If we can’t find the courage to take our questions to Jesus, they will consume us. The disciples were totally paralyzed in their fear and frustration over Jesus’ teaching about His approaching death. They were useless for ministry and just about everything else until they got this issue resolved. It was only, really, after the Resurrection and Pentecost that they began to fully recover.
Friend, we can recover quicker and return to ministry sooner when we bring our tough questions to the Lord and let Him teach us all about death and resurrection. He alone can explain His process in a way that both pierces and comforts our aching hearts. Grieving without God is a miserable and unresolvable experience. Apart from our Heavenly Father, we get stuck in our losses indefinitely, convinced that something has gone horribly awry and blind to God’s bigger, better plan. Don’t get stuck.
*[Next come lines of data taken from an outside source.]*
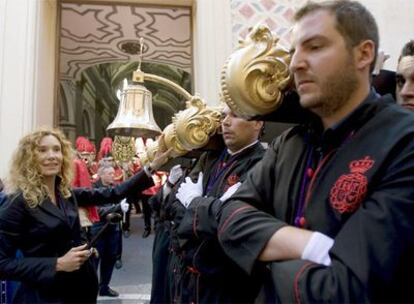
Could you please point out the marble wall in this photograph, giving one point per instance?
(394, 18)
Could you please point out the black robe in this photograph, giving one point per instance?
(361, 194)
(202, 271)
(46, 232)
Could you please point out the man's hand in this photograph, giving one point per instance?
(175, 173)
(230, 191)
(189, 190)
(162, 156)
(73, 259)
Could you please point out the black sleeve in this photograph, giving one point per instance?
(372, 253)
(97, 196)
(34, 270)
(245, 225)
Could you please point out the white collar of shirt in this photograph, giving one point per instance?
(242, 149)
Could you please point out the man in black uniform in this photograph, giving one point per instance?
(199, 271)
(331, 204)
(405, 76)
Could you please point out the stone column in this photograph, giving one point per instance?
(27, 70)
(212, 45)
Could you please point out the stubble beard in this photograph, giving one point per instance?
(335, 91)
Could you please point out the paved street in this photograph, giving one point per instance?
(133, 280)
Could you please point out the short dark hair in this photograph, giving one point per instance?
(353, 21)
(408, 50)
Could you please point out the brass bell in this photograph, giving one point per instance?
(134, 117)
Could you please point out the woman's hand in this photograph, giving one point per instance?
(73, 259)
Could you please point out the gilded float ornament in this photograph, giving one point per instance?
(123, 148)
(190, 129)
(256, 74)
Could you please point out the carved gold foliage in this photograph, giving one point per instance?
(190, 129)
(123, 148)
(256, 74)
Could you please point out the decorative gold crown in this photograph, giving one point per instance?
(255, 75)
(190, 129)
(362, 165)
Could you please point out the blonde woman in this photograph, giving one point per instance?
(41, 220)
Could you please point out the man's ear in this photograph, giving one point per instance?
(258, 125)
(365, 54)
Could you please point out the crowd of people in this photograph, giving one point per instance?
(321, 215)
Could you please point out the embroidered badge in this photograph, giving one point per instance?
(231, 180)
(350, 189)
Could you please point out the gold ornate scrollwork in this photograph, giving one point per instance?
(123, 148)
(190, 129)
(256, 74)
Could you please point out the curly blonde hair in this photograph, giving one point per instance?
(25, 175)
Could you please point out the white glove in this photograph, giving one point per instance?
(189, 190)
(124, 205)
(317, 249)
(175, 173)
(230, 191)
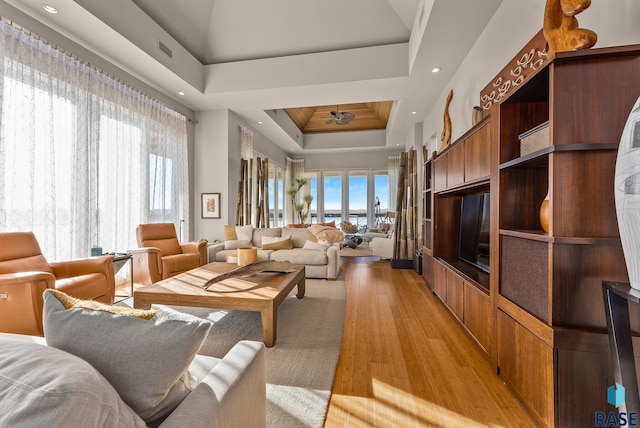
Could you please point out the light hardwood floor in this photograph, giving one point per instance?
(405, 361)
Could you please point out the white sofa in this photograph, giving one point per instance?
(318, 263)
(44, 386)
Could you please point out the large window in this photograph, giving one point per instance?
(313, 190)
(381, 190)
(358, 199)
(333, 197)
(276, 195)
(84, 159)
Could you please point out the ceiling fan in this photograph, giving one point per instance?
(341, 118)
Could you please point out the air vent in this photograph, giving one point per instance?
(164, 48)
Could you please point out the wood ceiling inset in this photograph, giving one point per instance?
(372, 115)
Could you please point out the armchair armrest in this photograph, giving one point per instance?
(232, 394)
(7, 279)
(77, 267)
(213, 250)
(199, 247)
(147, 265)
(21, 301)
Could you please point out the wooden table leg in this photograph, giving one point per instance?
(138, 303)
(269, 316)
(301, 288)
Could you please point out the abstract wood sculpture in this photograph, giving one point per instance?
(446, 132)
(262, 266)
(561, 29)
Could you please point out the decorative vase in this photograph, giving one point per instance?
(544, 214)
(476, 115)
(627, 194)
(247, 255)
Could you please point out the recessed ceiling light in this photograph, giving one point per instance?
(49, 8)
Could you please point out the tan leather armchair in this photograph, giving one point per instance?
(162, 256)
(25, 274)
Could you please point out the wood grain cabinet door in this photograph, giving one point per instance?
(476, 154)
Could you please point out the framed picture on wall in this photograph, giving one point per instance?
(210, 205)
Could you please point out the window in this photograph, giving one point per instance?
(333, 197)
(358, 199)
(313, 189)
(84, 159)
(381, 191)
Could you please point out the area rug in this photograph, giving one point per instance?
(302, 363)
(362, 250)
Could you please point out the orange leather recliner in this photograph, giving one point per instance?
(162, 256)
(25, 274)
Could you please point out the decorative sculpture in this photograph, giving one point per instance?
(627, 194)
(446, 132)
(561, 29)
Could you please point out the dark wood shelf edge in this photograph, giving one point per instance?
(476, 184)
(473, 275)
(538, 155)
(539, 235)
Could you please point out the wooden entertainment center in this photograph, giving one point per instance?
(539, 314)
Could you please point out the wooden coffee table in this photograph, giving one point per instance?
(262, 292)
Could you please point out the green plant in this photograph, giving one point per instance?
(299, 207)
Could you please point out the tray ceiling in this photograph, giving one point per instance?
(372, 115)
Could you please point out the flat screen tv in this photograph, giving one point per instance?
(474, 231)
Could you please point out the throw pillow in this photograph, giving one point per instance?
(277, 243)
(230, 233)
(318, 245)
(234, 244)
(244, 233)
(145, 361)
(326, 233)
(42, 386)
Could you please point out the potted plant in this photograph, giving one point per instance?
(299, 207)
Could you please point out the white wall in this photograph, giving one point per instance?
(217, 166)
(513, 25)
(211, 170)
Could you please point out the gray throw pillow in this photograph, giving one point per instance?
(41, 386)
(145, 360)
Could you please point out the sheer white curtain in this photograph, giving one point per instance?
(83, 158)
(295, 169)
(393, 165)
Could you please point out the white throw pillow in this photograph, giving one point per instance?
(145, 360)
(244, 233)
(235, 244)
(318, 246)
(274, 239)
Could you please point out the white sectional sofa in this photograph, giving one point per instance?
(320, 261)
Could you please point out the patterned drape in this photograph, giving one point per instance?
(84, 158)
(406, 224)
(294, 170)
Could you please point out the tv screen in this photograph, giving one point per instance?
(474, 230)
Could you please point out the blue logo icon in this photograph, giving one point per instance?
(615, 395)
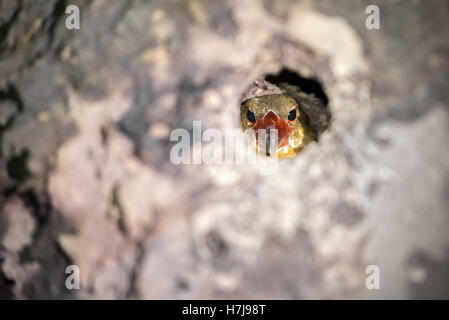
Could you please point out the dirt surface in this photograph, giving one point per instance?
(85, 171)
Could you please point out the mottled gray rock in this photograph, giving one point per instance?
(85, 176)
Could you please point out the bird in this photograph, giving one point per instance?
(281, 107)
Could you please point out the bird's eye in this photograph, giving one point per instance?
(250, 116)
(292, 116)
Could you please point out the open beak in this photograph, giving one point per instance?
(269, 122)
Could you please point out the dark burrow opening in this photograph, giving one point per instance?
(308, 85)
(308, 93)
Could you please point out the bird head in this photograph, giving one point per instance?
(278, 112)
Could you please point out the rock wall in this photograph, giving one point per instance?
(85, 171)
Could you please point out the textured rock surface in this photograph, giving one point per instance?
(85, 176)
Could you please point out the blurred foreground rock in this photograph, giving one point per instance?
(86, 177)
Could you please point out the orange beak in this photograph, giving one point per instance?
(272, 121)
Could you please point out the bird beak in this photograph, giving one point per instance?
(269, 122)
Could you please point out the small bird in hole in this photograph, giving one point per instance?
(264, 108)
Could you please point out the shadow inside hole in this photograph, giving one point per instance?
(307, 85)
(309, 94)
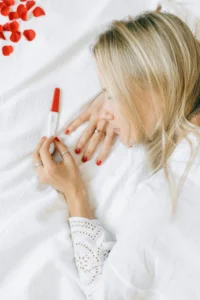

Take your inquiries to the One who can absorb the interrogation and love you through it.
Lord, today we are learning that loss is inevitable, it is the byproduct of brokenness and the planned interruption of existence. We are also learning how death lays the groundwork for resurrection, a promise we are still laying hold of. Please meet us in the midst of our grief. Give us courage enough to ask our questions. Give us grace to lament and still hold fast to hope. May the expectation of resurrection eventually eclipse our fears about death. Amen.